I Provisionals con le spalle al muro

da Belfast, Andrea Varacalli

ira_murales_02L’IRA rimane coinvolta nelle attività criminali, negli assalti e nella raccolta delle informazioni e forse continua a conservare parte del proprio arsenale nonostante la dichiarazione di “cessazione delle ostilità” diffusa il 28 luglio 2005. È questo il primo verdetto semestrale della commissione indipendente per il monitoraggio delle formazioni paramilitari in NordIrlanda, IMC, pubblicato ieri.
Tuttavia, l’IMC, ha aggiunto che “progressi sono stati comunque fatti” in sei mesi dall’annuncio repubblicano. Si suppone, infatti, che la formazione non abbia intenzione di tornare ai metodi della lotta armata, sebbene persistano le operazioni di spionaggio e delle “schedature” dei membri delle forze di sicurezza e dei rappresentanti costituzionali unionisti direttamente negli archivi dei Provisionals.
Resta il fatto che questa bufera sul processo di pace ha generato un nuovo scenario di scontro a livello istituzionale. Sono coinvolti il capo della polizia nordirlandese, Sir Hugh Orde e il segretario di Stato per la provincia britannica Peter Hain. Orde e suoi investigatori hanno avuto un notevole peso sulla stesura finale del report della commissione IMC, mentre di contro i messaggi del gabinetto laburista puntavano invece ad alleggerire le allarmanti indicazioni della PSNI, la polizia, sulle attività dell’IRA. Dietro questo strano e acuto confronto traspare essenzialmente tutta l’investitura politica del governo Blair nel funzionamento degli accordi anche a costo, però, di mostrare la fragilità delle trattative per rilanciare la devolution con tutti i protagonisti politici a bordo.
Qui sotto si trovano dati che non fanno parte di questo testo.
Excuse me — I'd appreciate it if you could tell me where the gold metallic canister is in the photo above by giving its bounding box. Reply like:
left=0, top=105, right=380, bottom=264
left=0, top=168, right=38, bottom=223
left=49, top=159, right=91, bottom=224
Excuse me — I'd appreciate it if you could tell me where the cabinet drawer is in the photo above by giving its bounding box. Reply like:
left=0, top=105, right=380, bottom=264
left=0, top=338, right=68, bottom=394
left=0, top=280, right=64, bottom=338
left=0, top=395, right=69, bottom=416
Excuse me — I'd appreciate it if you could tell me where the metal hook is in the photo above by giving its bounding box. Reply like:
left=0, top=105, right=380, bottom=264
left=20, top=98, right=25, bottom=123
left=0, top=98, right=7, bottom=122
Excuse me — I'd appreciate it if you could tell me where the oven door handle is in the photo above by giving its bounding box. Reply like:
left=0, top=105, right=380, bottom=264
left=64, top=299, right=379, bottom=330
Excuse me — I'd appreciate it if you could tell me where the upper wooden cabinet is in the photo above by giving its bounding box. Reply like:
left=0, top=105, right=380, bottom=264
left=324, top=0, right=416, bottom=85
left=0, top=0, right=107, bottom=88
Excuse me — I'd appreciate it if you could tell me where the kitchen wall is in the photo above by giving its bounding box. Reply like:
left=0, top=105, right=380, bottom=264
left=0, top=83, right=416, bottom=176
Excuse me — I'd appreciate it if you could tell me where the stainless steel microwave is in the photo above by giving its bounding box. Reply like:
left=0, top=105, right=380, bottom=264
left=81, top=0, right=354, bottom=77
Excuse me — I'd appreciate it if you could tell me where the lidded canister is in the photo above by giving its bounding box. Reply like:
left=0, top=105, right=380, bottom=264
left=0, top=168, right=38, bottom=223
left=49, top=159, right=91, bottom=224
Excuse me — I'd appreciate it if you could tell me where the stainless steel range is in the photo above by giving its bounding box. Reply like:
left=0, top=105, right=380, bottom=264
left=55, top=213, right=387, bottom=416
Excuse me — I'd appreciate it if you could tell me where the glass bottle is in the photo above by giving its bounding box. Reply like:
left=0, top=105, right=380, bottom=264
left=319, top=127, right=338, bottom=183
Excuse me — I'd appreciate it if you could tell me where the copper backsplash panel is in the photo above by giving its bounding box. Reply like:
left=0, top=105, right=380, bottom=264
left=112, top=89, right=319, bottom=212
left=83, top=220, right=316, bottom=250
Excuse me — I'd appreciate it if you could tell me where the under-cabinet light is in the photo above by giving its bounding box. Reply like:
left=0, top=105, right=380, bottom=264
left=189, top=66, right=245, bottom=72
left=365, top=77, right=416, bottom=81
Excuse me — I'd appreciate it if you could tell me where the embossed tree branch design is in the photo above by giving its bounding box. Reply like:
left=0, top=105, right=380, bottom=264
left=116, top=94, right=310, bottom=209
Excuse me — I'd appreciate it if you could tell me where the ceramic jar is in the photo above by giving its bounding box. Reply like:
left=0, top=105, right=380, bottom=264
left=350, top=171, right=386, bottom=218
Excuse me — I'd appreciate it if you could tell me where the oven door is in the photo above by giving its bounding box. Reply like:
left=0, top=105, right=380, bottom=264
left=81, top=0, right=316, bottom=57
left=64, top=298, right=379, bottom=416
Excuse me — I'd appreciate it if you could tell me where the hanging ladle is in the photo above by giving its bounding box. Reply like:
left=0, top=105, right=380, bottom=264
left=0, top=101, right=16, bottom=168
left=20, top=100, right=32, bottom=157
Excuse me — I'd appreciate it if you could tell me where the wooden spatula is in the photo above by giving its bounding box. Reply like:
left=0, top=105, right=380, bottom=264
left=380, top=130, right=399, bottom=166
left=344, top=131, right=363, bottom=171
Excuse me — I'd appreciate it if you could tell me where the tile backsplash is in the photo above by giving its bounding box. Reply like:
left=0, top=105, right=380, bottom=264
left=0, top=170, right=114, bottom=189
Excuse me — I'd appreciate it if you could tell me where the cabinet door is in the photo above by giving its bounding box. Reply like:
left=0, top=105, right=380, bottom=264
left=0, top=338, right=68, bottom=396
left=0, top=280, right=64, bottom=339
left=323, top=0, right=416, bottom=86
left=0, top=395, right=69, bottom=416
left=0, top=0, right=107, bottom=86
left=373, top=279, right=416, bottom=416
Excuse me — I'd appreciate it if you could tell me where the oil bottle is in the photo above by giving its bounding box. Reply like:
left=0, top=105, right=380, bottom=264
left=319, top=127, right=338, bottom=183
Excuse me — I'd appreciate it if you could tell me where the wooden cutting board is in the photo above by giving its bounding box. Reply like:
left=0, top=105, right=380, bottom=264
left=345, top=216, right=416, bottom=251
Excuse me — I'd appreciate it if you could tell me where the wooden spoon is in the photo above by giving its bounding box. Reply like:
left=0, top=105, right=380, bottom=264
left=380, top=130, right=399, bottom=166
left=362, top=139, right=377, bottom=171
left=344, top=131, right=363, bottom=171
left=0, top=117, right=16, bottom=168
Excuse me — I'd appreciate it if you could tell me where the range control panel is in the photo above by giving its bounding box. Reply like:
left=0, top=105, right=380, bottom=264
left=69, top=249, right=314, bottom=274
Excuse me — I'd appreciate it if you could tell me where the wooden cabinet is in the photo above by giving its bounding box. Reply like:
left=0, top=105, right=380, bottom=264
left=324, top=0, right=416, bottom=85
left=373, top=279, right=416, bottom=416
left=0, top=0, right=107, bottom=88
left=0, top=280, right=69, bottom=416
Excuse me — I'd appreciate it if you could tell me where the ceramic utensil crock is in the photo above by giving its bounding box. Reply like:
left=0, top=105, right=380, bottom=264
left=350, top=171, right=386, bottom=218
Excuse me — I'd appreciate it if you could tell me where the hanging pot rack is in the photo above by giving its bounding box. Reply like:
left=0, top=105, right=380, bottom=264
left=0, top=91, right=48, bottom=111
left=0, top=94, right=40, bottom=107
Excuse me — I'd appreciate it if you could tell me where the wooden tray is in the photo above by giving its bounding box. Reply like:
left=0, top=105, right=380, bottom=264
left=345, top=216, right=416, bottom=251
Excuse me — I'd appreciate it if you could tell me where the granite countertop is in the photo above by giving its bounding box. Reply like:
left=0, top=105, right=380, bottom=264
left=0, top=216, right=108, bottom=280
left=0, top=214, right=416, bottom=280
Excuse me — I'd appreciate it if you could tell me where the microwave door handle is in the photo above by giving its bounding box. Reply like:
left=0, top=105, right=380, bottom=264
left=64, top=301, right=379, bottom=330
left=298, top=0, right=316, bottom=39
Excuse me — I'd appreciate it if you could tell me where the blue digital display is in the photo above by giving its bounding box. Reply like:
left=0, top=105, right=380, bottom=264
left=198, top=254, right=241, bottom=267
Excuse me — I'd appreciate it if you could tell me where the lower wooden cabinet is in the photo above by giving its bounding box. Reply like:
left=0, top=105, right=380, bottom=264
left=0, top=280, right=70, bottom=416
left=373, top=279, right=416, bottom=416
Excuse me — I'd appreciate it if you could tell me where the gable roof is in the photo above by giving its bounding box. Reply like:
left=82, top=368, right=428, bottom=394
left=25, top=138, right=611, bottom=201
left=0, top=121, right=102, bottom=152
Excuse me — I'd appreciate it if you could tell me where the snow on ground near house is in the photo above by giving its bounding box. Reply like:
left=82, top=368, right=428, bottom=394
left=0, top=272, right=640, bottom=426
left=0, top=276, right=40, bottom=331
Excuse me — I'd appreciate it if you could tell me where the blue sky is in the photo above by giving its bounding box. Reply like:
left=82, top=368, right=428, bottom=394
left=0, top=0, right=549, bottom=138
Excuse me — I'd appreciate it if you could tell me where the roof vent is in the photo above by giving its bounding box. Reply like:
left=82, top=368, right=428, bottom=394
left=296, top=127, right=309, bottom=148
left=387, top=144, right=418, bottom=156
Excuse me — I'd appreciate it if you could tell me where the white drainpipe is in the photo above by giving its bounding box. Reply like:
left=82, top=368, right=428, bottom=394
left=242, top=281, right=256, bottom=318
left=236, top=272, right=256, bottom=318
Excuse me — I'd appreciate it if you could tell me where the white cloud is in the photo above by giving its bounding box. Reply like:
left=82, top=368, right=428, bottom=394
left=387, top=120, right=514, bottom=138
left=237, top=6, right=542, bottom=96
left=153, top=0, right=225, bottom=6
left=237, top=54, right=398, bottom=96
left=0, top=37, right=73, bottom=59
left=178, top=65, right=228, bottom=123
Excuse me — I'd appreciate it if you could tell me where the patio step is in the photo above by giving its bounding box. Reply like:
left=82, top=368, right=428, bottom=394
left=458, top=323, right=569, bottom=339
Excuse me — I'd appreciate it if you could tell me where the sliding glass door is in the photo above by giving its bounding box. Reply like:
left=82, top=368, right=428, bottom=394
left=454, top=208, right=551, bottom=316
Soprattutto, un’eventuale ennesima sanzione sulla vetrina politica del Provos, lo Sinn Féin di Gerry Adams – tramutabile in provvedimento giudiziario da quello finora finanziario secondo le esigenze della domanda unionista a Londra – avrebbe, infatti, degli effetti devastanti esattamente come li produrrebbe l’ipotesi di un ritorno nel parlamentino semi r-autonomo di Stormont con una coalizione d’emergenza ad esclusione proprio degli shinners nazionalisti.
E quest’ultima proposta ha preso corpo: pubblicata in un pamphlet chiamato “Blue Print”, è stata illustrata la scorsa settimana dal leader ultra-lealista del Democratic Unionist Party, Ian Paisley, al primo ministro inglese Tony Blair. Da qui la tendenza di Londra di cedere ai diktat unionisti prima o poi; a chi vanta quasi il 35% di share elettorale come il DUP, cioè la maggioranza, e che troppo spesso ha agito da flebo per la tribolata leadership del premier nella Casa dei Comuni. Ieri poi lo schieramento al Blue Print è stato rinforzato anche dai moderati dell’Ulster Unionist Party e che hanno immediatamente sostenuto l’iniziativa del DUP.
Da queste parti si sa che quando il reverendo Paisley starnutisce tutte le Sei Contee prendono il raffreddore: il braccio di ferro con Londra non durerà ancora a lungo. Dalla prossima settimana si ripartirà con la maratona degli incontri a Hillsborough per superare l’impasse partendo dal Blue Print. Intanto nella mattina di mercoledì scorso a Dublino, in un separato sviluppo, è emerso che i reparti speciali della SDU irlandese, Special Detective Unit, hanno fatto irruzione in circa venti proprietà della capitale che si crede appartengano agli uomini dei Provisional IRA. Le indagini partite da un anno, avrebbero seguito tre repubblicani di spicco in South Armagh, la contea di confine con l’Ulster britannico, nell’ambito della maxi-rapina di trenta milioni di sterline alla Northern Bank di Belfast messa a segno dalla milizia nel dicembre del 2004. Alcune di queste proprietà, ha fatto sapere la polizia dublinese Garda, hanno un valore di 100 milioni di euro.